Other lawmakers tearfully shared stories of relatives and constituents lost to fentanyl overdoses, including Rep. David Clark, R-Buford, who said his 33-year-old cousin, a talented musician who had turned the corner on drug addiction and was recently promoted at his job, “had one slip-up” and died last year. “Let’s save lives,” he said in support of the bill.
Why It Matters
Georgia, like the rest of the country, is in the midst of an opioid crisis that the U.S. Department of Health has deemed a national public health emergency. More than half a million people have died from opioid-involved overdoses since 1999.
According to the Georgia Department of Public Health, all drug overdose deaths in Georgia increased by 62% from 2019 to 2021, while fentanyl-involved overdose deaths increased by 232%. In 2022, nearly 2,000 Georgians died from fentanyl.
“We all know overdoses from fentanyl have been rising at an alarming rate with no signs of slowing down,” said Rep. Deborah Silcox, R-Sandy Springs, an attorney who is vice chair of the House Judiciary Non-Civil Committee that helped to shape the legislation.
Noting that fentanyl is a synthetic opioid that is 50 to 100 times more potent than morphine, she said, “It only takes a tiny amount to make this substance a fatal overdose. And tragically many who consume illicit drugs have no idea that fentanyl has been mixed into substances they’re actually using.”
Silcox said SB 465 “will hold drug dealers accountable for the damage they cause. … By enacting strict penalties for anyone complicit in fentanyl overdose, we send a strong message to all of Georgia that we will not tolerate poison on our streets and we will aggressively pursue anyone that pushes it on unsuspecting victims.”
The amended bill passed 175-0 in the House and then 53-0 in the Senate.
What’s Next
The bill, a priority of Lt. Gov. Burt Jones and Gov. Brian Kemp, will be sent to the governor for his review. He is expected to sign it.

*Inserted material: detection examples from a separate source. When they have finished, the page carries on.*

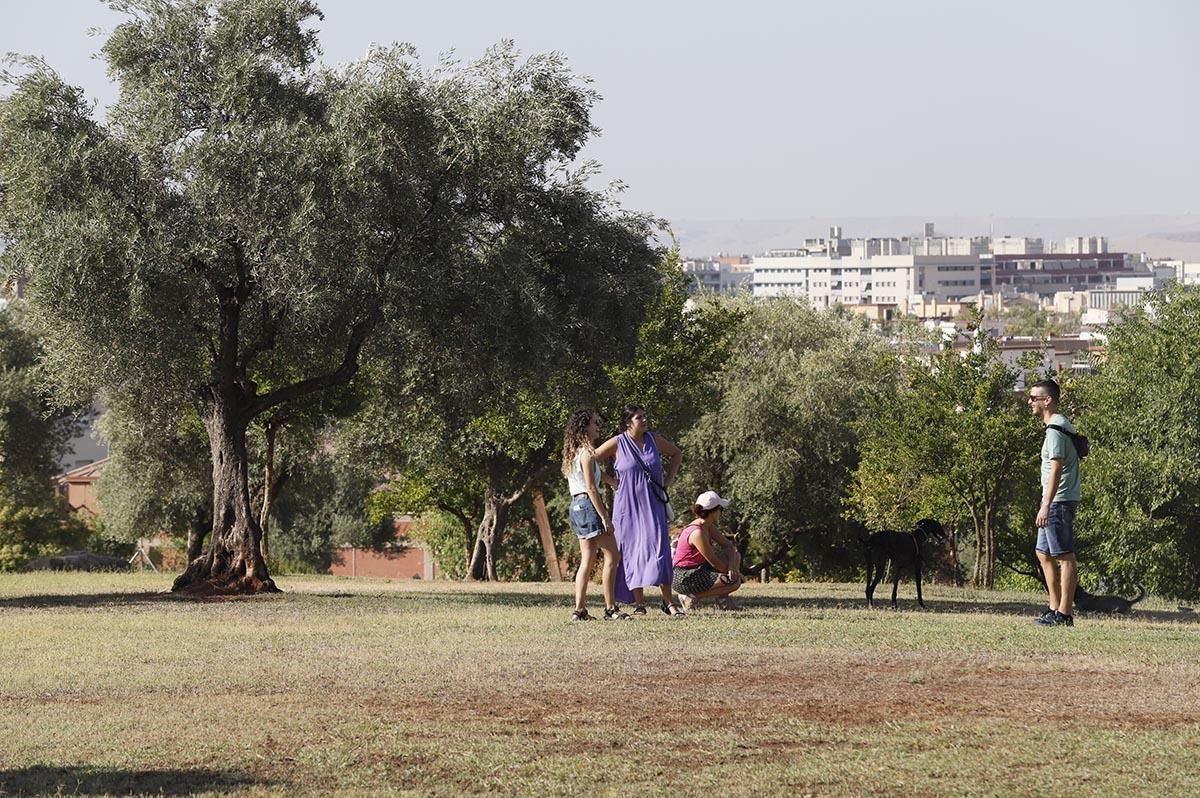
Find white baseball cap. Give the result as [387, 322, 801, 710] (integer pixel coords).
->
[696, 491, 730, 510]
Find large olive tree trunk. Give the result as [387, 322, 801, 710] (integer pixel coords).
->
[172, 401, 278, 595]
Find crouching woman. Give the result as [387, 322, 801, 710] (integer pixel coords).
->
[671, 491, 742, 610]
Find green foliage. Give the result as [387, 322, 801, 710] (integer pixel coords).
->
[96, 404, 212, 541]
[852, 316, 1038, 586]
[0, 497, 89, 571]
[270, 452, 374, 572]
[607, 248, 746, 439]
[0, 302, 78, 506]
[674, 300, 892, 575]
[0, 302, 88, 570]
[408, 510, 467, 580]
[1078, 287, 1200, 599]
[0, 0, 658, 585]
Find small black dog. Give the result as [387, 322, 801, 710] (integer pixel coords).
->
[859, 518, 946, 608]
[1075, 584, 1146, 616]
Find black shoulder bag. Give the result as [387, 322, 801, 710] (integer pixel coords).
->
[624, 432, 674, 521]
[1051, 424, 1090, 458]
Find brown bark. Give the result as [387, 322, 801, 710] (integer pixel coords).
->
[187, 509, 212, 563]
[172, 402, 278, 595]
[467, 485, 511, 582]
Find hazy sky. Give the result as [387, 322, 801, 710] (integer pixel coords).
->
[0, 0, 1200, 220]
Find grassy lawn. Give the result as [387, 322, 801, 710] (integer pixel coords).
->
[0, 574, 1200, 796]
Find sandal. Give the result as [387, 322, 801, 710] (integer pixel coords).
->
[662, 601, 688, 618]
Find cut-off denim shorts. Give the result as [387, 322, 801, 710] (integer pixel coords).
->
[569, 493, 604, 540]
[1037, 502, 1079, 557]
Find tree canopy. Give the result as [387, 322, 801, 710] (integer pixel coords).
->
[0, 0, 654, 592]
[1074, 286, 1200, 599]
[680, 300, 892, 575]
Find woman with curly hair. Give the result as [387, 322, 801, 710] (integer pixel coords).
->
[563, 408, 629, 620]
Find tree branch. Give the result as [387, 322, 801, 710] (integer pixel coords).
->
[504, 463, 558, 504]
[247, 312, 380, 419]
[238, 302, 284, 373]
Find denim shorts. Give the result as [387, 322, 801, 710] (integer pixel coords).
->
[569, 493, 604, 540]
[1037, 502, 1079, 557]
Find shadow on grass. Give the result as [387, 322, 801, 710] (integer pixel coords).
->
[0, 764, 274, 796]
[7, 583, 1200, 624]
[0, 592, 209, 610]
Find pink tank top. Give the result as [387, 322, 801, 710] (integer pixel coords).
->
[674, 523, 708, 568]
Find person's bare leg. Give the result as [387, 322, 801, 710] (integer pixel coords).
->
[1057, 554, 1079, 616]
[1037, 551, 1061, 610]
[692, 582, 742, 599]
[575, 538, 599, 610]
[596, 533, 620, 610]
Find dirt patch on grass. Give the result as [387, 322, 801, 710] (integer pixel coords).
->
[374, 654, 1200, 734]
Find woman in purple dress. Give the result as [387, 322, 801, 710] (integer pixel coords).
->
[595, 404, 683, 616]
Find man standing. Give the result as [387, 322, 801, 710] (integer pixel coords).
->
[1028, 379, 1080, 626]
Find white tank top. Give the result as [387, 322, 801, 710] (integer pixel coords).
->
[566, 449, 600, 496]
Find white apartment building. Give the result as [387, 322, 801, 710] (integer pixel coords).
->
[680, 256, 754, 294]
[991, 235, 1045, 254]
[1062, 235, 1109, 254]
[754, 250, 979, 313]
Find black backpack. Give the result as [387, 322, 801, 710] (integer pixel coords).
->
[1046, 424, 1088, 460]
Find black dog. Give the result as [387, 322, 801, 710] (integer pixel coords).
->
[859, 518, 946, 608]
[1075, 584, 1146, 616]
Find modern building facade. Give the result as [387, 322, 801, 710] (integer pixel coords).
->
[680, 254, 754, 294]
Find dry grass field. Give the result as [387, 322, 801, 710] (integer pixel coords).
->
[0, 574, 1200, 796]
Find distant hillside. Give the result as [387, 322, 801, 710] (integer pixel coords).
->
[671, 214, 1200, 260]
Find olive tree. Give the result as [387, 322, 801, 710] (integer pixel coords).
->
[0, 0, 653, 593]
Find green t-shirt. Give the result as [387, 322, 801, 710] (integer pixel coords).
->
[1042, 413, 1080, 502]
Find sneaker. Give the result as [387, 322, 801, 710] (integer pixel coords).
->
[660, 601, 685, 618]
[1033, 610, 1075, 626]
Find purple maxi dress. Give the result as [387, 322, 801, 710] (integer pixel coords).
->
[612, 432, 673, 604]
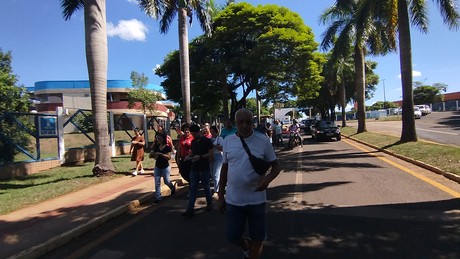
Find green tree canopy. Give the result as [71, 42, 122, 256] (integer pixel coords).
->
[0, 49, 30, 163]
[157, 3, 324, 119]
[414, 81, 447, 104]
[128, 71, 161, 113]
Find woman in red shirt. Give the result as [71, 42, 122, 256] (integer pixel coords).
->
[177, 123, 193, 182]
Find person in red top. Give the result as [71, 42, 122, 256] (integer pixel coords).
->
[177, 123, 193, 182]
[129, 128, 145, 176]
[203, 123, 212, 138]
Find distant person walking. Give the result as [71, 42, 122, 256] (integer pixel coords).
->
[182, 125, 214, 218]
[151, 133, 176, 203]
[220, 118, 236, 138]
[210, 126, 224, 193]
[176, 123, 193, 182]
[218, 108, 281, 259]
[129, 128, 145, 176]
[273, 120, 283, 147]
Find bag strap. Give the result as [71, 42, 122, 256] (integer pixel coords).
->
[240, 136, 252, 157]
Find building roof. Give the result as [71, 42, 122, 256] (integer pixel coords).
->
[31, 80, 163, 92]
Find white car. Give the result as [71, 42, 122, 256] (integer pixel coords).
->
[414, 106, 422, 119]
[415, 104, 431, 116]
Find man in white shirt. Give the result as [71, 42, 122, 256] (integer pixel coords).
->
[218, 108, 281, 258]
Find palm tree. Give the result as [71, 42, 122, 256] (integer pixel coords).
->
[324, 54, 354, 127]
[320, 0, 394, 133]
[138, 0, 211, 123]
[320, 0, 367, 133]
[61, 0, 115, 176]
[362, 0, 460, 142]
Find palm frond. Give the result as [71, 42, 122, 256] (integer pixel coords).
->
[61, 0, 84, 21]
[137, 0, 167, 19]
[409, 0, 428, 33]
[436, 0, 460, 30]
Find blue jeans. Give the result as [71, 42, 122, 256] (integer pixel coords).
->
[153, 166, 175, 200]
[187, 168, 212, 211]
[211, 152, 223, 192]
[226, 202, 267, 245]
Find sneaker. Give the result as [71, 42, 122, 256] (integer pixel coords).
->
[182, 210, 195, 219]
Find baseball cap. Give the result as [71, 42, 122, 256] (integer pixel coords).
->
[190, 124, 201, 132]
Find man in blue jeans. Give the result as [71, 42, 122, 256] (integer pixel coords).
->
[218, 108, 281, 258]
[182, 125, 214, 218]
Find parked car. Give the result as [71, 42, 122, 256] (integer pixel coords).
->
[414, 106, 422, 119]
[414, 104, 431, 116]
[311, 120, 342, 141]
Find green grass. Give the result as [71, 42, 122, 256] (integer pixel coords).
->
[341, 127, 460, 175]
[0, 156, 134, 214]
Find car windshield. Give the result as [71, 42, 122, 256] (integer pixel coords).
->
[319, 121, 336, 128]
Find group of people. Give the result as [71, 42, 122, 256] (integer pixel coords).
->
[127, 108, 281, 258]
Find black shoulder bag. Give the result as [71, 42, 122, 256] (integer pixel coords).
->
[240, 137, 271, 175]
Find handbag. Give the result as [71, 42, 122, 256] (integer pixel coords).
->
[240, 137, 271, 175]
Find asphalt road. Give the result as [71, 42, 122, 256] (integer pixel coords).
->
[46, 138, 460, 259]
[347, 111, 460, 146]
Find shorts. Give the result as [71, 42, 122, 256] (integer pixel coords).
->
[227, 202, 267, 245]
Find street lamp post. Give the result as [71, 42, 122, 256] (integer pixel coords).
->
[382, 79, 387, 110]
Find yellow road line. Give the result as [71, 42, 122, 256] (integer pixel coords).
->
[344, 140, 460, 198]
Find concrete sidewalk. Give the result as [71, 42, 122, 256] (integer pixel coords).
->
[0, 162, 185, 258]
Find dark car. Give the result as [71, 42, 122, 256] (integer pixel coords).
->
[303, 119, 316, 135]
[311, 120, 342, 141]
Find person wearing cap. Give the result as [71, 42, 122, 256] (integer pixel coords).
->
[218, 108, 281, 258]
[182, 125, 214, 218]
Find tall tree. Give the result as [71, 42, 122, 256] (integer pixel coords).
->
[414, 81, 447, 104]
[320, 0, 394, 133]
[61, 0, 115, 176]
[128, 71, 161, 114]
[0, 48, 33, 164]
[138, 0, 211, 123]
[362, 0, 460, 142]
[157, 3, 324, 117]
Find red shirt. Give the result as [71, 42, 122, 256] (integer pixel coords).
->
[179, 134, 193, 157]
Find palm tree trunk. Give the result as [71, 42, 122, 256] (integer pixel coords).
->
[220, 77, 230, 118]
[355, 44, 367, 133]
[178, 7, 192, 123]
[84, 0, 115, 176]
[398, 0, 417, 142]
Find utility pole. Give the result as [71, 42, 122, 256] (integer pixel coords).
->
[382, 79, 387, 110]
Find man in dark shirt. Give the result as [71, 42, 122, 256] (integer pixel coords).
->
[182, 125, 214, 218]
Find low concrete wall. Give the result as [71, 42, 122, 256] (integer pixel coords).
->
[0, 143, 131, 180]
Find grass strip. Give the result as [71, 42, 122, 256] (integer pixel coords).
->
[0, 156, 134, 215]
[341, 127, 460, 178]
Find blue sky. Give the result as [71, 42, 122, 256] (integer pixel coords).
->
[0, 0, 460, 105]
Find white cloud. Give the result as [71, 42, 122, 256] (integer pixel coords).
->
[152, 64, 161, 74]
[398, 70, 422, 78]
[107, 19, 149, 41]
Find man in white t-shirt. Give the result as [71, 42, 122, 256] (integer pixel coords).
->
[218, 108, 281, 258]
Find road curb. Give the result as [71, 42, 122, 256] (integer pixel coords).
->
[342, 134, 460, 183]
[8, 179, 186, 259]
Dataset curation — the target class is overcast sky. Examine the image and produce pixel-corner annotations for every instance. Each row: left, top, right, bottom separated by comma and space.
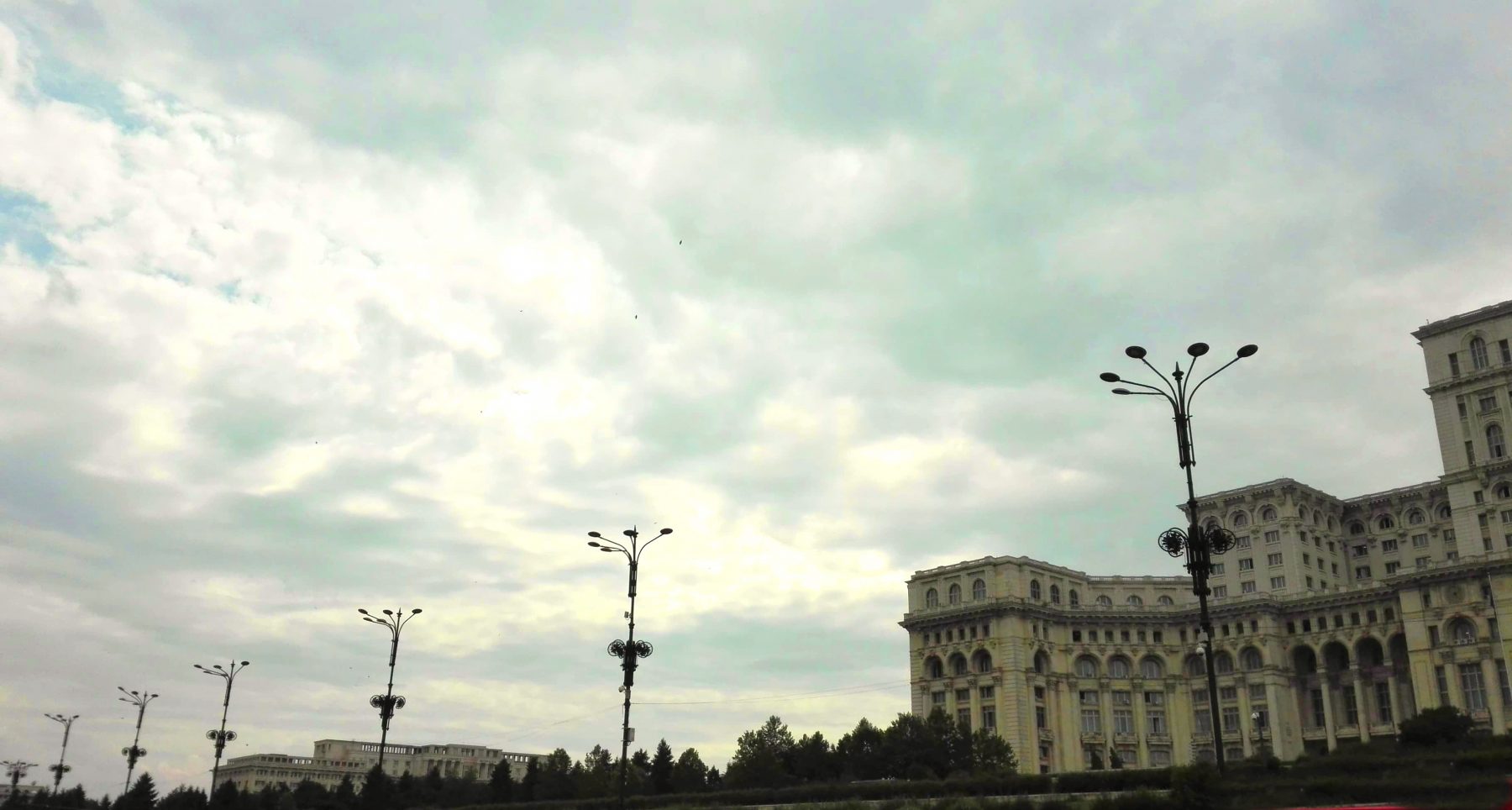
0, 0, 1512, 793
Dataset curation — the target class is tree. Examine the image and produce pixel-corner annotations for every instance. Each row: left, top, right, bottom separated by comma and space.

During a discussion of the bill in the House Judiciary Non-Civil Committee last week, Rep.Tanya Miller, D-Atlanta, a former prosecutor, said, “I don’t want us to stop here. I want us to look at the problem of drug addiction and mental illness and depression and anxiety and people who self-treat those things, and figure out a combination of tools to combat this crisis in our communities. … I appreciate this tool but I want to also encourage my colleagues to think outside the punitive box when we’re talking about drug addiction and death and suicide.”
Burchett responded that the House has voted this session to approve bills that would make the opioid reversal drug Narcan available through vending machines (House Bill 1035) and overdose kits (House Bill 1170) to be located in public buildings and schools throughout the state. Those bills are now pending in the Senate (though HB 1170 is now weighted down with a controversial amendment by senators to ban puberty-blocking drugs for transgender minors).